The mean of men graduates to total graduates per major is .56. This means that for a major, men on average make up 56% of it. One major in particular (max) is comprised of 92% men, with another having only 3.2% of men (min).
 
The mean of women graduates to total graduates per major is .43. This means that for a major, women on average make up 43% of it. One major in particular (max) is comprised of 97% women, with another having only 7.7% of women (min).

Now I will plot this information with Matplotlib and then Seaborn:

In [69]:
#create a new space for the graph
fig=plt.figure(8)
# assign the first subplot in the figure
plt.subplot(221)
#plot a histogram of 'ShareMen' values in the first subplot 
plt.hist(stem['ShareMen'])
# assign the second subplot in the figure
plt.subplot(222)
#plot a boxplot of 'ShareMen' values in the second subplot 
plt.boxplot(stem['ShareMen'])
# assign the third subplot in the figure
plt.subplot(223)
#plot a histogram of 'ShareWomen' values in the third subplot 
plt.hist(stem['ShareWomen'])
# assign the second subplot in the figure
plt.subplot(224)
#plot a boxplot of 'ShareWomen' values in the fourth subplot 
plt.boxplot(stem['ShareWomen'])

<IPython.core.display.Javascript object>

{'whiskers': [<matplotlib.lines.Line2D at 0x11b2344c0>,
  <matplotlib.lines.Line2D at 0x11b234820>],
 'caps': [<matplotlib.lines.Line2D at 0x11b234b80>,
  <matplotlib.lines.Line2D at 0x11b234ee0>],
 'boxes': [<matplotlib.lines.Line2D at 0x11b234160>],
 'medians': [<matplotlib.lines.Line2D at 0x11b23e280>],
 'fliers': [<matplotlib.lines.Line2D at 0x11b23e580>],
 'means': []}

In [70]:
#create space for graph
fig=plt.figure(9)
#designate subplot
plt.subplot(221)
#plot sns graph for 'ShareMen'
sns.distplot(stem['ShareMen'])
#designate subplot
plt.subplot(222)
#plot sns graph for 'ShareWomen'
sns.distplot(stem['ShareWomen'])
#designate subplot
plt.subplot(223)
#plot sns boxplot for 'ShareMen'
sns.boxplot(stem['ShareMen'])
#designate boxplot
plt.subplot(224)
#plot sns boxplot for 'ShareWomen'
sns.boxplot(stem['ShareWomen'])

<IPython.core.display.Javascript object>

<matplotlib.axes._subplots.AxesSubplot at 0x11b2b9460>

In the men's histogram we see the information as skewed a little to the left. The proportions near .8 and .4 contain more majors than the other proportions. In the men's boxplot, we see 50% of majors lay between .4 and .8 (50% of the data fall between quartile 1 and quartile 3). 
For the boxplot,both men's and women's, there will be no outliers, since all proportions must fall within 1 (100%).


In the women's histogram we see the information as skewed a little to the right. The proportions near .2 and .6 contain more majors than the other proportions. The boxplot shows 50% of majors between approx. .2 and .6. 

### Inference:

**First research question:** Which STEM majors have the most graduates?
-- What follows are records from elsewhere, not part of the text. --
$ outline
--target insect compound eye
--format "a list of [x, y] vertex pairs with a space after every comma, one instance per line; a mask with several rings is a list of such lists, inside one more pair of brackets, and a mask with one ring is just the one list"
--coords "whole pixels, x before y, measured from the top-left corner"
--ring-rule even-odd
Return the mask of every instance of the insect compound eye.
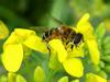
[[82, 34], [77, 33], [74, 37], [74, 44], [79, 44], [81, 39], [82, 39]]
To answer this, I'll use a code to bring back an organized listing of the majors and their total amount of graduates. I will bring back the top five majors with the most graduates.

In [71]:
#create subset of data called total_most
#containing 'Major' and 'Total' columns
total_most=stem[["Major", "Total"]]
#reorder subset from the highest 'Total' value to the lowest
#bring back the first five values
total_most.sort_values(by=['Total'],ascending=False).head()

Unnamed: 0,Major,Total
70,BIOLOGY,280709
26,NURSING,209394
18,COMPUTER SCIENCE,128319
7,MECHANICAL ENGINEERING,91227
9,ELECTRICAL ENGINEERING,81527


We can see from these results that Biology is the major with the most graduates at 280,709. Nearly 70,000 less graduates major in Nursing. 128,319 graduates make Computer Science the middle major. The fourth and fifth spots are Mechanical Engineering (91,227) and Electrical Engineering (81,527), respectively.

A recruitment company might want to start looking at these specific majors, as they contain the largest pool of graduates. The more people it can match to jobs, the more successful the company is.

**Second research question:** Which STEM major category has the most graduates?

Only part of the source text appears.